Now he could make out the frame of the machine shrouded in black dirt and river slime. He wanted to turn his head and see the expression on her face, but she stood against him, her arm thrust forward, and their faces were too close together.
“Now look farther up, toward us. Those piles of stone are what’s left of the wharf where the steamships used to dock.” She spoke in a sing-song voice, like someone telling an old tale. “Near that was the Hutchinson farm. The forest was theirs too, it led to the old road.”
She paused, but he didn’t know if he should say something, or more truthfully, he didn’t know what to say. “It’s hard to picture,” he said apolo
getically. “How it must have been.”
She stepped away. “On the other side, across from my parents’ farm, that’s Lambert. The shoreline you see, the mud banks and flats—all that used to be meadows and forests. And orchards.”
“How many lived there?” he asked.
“Three, four hundred. But there were dozens of families like mine on this side of the lake too. More than a thousand people were displaced.”
He imagined everything preserved beneath the water—a wrecked paddlewheeler, the drowned frame of a country house. It was a romantic, compelling vision, something out of a book.
“Your parents’ home—is it standing, under the reservoir?”
She shook her head. “My mother and father burned it down. The day they were relocated to Bishop.”
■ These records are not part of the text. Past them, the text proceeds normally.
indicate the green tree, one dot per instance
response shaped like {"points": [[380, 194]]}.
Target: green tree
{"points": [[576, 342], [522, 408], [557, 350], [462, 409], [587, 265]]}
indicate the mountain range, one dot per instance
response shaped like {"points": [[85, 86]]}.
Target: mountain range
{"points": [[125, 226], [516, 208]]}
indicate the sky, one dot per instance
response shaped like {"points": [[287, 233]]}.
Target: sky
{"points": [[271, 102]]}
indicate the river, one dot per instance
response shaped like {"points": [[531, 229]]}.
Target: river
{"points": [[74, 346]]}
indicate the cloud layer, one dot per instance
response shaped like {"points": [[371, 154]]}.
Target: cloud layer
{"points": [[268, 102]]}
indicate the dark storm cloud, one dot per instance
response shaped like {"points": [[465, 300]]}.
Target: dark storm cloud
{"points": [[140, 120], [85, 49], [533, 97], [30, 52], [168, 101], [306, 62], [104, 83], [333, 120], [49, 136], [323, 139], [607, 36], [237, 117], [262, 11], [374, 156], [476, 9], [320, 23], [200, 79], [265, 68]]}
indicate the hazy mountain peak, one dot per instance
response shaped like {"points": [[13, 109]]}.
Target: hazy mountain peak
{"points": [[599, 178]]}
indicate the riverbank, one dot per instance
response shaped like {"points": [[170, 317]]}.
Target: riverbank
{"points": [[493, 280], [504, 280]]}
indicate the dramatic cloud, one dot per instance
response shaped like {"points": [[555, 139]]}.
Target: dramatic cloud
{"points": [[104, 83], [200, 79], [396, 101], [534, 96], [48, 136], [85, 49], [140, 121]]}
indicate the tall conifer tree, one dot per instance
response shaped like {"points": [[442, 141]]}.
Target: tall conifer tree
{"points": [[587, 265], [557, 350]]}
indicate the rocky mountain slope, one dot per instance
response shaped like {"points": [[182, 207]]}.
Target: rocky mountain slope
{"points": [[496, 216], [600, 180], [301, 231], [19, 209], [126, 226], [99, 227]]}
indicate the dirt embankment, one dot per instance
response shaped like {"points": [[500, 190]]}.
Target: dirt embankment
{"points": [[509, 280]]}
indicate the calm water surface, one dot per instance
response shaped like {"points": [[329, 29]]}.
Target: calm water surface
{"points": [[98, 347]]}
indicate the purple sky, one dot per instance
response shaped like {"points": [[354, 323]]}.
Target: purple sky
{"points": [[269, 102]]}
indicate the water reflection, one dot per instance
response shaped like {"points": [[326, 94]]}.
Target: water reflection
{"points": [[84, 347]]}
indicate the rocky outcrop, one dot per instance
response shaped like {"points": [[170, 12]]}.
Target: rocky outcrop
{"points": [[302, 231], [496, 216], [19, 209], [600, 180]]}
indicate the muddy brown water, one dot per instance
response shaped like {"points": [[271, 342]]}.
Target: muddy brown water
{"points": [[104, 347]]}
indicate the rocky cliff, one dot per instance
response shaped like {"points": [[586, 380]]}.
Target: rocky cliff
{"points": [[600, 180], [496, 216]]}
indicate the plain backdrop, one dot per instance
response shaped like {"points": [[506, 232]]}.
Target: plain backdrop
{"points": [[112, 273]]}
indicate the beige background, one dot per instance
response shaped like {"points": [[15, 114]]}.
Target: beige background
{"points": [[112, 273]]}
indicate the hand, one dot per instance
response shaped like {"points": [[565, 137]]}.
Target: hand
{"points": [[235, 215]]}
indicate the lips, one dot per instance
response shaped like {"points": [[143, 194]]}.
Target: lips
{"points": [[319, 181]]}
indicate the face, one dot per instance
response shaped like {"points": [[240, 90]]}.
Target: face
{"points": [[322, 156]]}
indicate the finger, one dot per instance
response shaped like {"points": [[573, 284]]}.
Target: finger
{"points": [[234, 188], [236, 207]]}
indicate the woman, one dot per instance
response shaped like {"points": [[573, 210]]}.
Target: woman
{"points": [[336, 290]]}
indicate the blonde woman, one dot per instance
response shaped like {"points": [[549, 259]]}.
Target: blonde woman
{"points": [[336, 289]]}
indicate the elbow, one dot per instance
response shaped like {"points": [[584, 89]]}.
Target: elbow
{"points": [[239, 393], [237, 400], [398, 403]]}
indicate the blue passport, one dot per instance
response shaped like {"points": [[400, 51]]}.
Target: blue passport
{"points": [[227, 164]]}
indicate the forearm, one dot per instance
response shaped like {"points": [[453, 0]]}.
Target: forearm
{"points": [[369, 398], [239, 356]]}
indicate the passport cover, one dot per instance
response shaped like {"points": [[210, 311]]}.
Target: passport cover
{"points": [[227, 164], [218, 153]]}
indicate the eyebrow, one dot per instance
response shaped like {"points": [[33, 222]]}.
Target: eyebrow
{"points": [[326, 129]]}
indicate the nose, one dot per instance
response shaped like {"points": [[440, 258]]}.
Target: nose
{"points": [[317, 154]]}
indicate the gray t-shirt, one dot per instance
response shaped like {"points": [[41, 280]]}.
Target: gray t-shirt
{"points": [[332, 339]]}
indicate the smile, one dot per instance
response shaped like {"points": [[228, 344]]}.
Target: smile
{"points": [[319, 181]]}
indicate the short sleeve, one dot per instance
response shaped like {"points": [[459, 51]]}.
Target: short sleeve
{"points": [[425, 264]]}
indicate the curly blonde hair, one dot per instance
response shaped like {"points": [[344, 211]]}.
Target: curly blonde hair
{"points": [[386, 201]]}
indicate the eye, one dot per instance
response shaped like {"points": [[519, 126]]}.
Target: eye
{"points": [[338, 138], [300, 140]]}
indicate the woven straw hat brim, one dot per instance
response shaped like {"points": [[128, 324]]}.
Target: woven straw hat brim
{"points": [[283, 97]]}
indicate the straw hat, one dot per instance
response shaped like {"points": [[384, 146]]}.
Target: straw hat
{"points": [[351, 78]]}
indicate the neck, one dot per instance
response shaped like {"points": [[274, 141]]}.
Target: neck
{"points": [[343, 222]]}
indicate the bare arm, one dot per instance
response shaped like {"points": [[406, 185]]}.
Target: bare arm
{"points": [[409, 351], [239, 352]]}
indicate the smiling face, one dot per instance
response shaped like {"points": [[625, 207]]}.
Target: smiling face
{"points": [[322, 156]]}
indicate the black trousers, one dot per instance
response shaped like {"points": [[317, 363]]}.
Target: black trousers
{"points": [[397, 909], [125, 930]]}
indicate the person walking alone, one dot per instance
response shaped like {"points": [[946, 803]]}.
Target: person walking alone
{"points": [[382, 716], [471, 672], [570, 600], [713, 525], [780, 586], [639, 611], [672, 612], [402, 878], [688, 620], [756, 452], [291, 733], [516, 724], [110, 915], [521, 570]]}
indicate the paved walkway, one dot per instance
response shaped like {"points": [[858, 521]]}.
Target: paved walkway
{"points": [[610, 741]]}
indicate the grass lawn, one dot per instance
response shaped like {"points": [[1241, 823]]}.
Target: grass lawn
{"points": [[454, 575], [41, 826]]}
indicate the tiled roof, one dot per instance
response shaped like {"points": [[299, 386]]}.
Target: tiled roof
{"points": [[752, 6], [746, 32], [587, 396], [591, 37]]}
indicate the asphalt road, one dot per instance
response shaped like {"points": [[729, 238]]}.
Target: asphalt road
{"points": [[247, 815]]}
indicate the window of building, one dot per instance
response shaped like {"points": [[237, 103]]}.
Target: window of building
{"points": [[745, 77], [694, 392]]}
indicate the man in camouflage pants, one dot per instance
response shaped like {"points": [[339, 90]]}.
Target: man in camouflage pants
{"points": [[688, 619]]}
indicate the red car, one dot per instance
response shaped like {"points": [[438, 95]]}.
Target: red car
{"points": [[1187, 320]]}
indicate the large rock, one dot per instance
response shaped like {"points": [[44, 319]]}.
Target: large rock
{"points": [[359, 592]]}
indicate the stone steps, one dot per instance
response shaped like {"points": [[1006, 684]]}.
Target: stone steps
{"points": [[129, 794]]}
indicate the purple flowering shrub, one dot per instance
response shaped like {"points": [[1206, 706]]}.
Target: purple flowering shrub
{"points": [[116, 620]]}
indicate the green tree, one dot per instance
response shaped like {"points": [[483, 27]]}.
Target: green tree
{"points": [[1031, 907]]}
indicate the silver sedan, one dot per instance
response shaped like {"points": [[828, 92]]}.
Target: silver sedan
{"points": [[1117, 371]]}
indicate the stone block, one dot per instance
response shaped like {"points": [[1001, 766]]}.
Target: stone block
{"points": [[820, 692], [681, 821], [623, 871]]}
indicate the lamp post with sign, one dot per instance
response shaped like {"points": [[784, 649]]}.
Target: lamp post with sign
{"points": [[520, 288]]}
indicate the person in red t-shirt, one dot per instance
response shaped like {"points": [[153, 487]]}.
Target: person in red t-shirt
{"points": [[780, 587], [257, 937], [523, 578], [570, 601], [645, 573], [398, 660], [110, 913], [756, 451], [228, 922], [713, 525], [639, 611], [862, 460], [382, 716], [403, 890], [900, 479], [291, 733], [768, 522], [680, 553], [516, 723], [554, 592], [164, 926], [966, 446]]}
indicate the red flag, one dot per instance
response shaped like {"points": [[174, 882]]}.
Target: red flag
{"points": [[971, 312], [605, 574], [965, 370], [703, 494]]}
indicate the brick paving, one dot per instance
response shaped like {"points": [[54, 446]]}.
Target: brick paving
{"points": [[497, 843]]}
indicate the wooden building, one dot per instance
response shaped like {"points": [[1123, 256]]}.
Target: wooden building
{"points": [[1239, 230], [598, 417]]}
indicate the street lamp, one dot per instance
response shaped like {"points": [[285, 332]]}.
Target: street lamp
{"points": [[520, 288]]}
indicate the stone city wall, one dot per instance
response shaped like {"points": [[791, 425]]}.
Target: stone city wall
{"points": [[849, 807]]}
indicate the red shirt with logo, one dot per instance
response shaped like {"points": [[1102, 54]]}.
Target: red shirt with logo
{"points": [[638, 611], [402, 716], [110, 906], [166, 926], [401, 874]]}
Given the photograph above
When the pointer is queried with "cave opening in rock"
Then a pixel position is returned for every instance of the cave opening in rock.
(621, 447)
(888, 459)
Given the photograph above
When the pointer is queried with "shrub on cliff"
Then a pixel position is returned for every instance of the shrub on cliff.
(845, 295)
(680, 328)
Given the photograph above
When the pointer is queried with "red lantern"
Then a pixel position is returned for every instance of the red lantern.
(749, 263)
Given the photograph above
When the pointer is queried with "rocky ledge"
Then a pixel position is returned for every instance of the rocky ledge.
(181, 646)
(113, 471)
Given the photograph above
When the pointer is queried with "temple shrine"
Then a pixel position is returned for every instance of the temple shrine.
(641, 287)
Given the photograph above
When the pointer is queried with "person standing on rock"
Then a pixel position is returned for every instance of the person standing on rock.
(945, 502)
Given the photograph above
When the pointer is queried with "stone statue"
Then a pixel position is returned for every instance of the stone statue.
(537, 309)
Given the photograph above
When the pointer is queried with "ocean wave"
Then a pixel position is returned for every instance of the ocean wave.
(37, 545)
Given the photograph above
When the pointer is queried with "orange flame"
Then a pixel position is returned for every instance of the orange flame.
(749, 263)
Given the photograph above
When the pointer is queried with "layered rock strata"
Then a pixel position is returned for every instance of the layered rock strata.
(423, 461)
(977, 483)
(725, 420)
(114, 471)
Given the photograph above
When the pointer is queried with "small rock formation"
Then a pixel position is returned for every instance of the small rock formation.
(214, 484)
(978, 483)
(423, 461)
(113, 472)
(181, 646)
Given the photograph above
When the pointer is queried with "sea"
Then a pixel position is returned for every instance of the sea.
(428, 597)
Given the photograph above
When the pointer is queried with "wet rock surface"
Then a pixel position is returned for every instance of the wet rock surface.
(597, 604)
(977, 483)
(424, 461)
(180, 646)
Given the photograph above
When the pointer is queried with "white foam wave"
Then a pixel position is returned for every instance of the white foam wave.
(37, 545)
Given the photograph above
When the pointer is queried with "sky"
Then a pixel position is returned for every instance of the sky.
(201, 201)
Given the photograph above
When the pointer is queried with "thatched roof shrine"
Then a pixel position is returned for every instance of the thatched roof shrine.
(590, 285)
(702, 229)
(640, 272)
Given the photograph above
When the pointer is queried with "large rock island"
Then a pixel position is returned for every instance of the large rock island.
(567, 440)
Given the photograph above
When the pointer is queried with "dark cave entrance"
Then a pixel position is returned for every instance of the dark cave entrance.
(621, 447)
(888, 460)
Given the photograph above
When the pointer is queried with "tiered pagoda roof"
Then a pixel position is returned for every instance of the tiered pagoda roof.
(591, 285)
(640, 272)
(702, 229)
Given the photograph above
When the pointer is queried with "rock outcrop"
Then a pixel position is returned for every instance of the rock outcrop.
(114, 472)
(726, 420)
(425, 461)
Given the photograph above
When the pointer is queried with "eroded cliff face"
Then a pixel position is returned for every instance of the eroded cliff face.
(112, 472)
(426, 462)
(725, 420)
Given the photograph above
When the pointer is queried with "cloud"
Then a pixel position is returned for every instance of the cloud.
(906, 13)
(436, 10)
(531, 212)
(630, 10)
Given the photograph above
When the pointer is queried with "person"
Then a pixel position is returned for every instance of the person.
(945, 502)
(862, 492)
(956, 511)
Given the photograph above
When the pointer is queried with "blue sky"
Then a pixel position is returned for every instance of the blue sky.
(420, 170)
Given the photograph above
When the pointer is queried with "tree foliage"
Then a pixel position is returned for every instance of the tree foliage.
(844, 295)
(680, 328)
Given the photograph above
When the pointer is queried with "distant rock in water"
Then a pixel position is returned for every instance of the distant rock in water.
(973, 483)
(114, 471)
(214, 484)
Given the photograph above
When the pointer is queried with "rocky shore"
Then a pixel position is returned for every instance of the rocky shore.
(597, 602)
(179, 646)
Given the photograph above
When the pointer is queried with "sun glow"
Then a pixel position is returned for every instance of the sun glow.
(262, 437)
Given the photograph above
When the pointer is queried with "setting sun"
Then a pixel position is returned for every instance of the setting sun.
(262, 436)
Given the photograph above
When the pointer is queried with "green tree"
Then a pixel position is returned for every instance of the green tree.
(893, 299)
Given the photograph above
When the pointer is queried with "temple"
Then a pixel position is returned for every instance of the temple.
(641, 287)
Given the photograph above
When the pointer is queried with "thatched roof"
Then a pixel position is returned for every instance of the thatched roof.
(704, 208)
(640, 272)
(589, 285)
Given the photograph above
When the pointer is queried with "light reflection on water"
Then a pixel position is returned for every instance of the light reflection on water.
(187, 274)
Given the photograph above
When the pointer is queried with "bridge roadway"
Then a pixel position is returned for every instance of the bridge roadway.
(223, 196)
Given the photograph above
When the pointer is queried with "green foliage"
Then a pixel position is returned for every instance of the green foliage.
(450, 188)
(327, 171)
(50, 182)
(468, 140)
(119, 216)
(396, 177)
Bishop, Unincorporated was as ephemeral as campfire smoke caught in tree branches. “Unincorporated” implied the incorporeal, uncertain borders. The few inhabited homes hid among abandoned dwellings and lots. The modern summer cottages clung to their islands of manicured lawns and shrubbery facing the lake, away from the ramshackle homes. Their owners had all fled back to the States or Alberta, the houses winterized and closed up. Gina took him down a side road crowded by alder, past a lot where a trailer sat, its siding peeled back to bleed pink fibreglass. A plywood mudroom weaned itself from the aberrant structure of the trailer, taking nails and trim along with it.
Other artifacts on the decrepit properties: a dog chain stretched to its full length, rusted and staked to a thistle-carpeted lawn. Rusted El Caminos and cube vans oxidized down to their most skeletal essentials, refrigerators like ghoulish obelisks. Wild raspberry canes grew out of the empty chassis of a Ford, honeysuckle had colonized a lawn chair. An occasional sign of life—a car with current plates, freshly cut firewood, an article of junk or a toy that hadn’t been claimed by moss or lichen—but mostly neglect.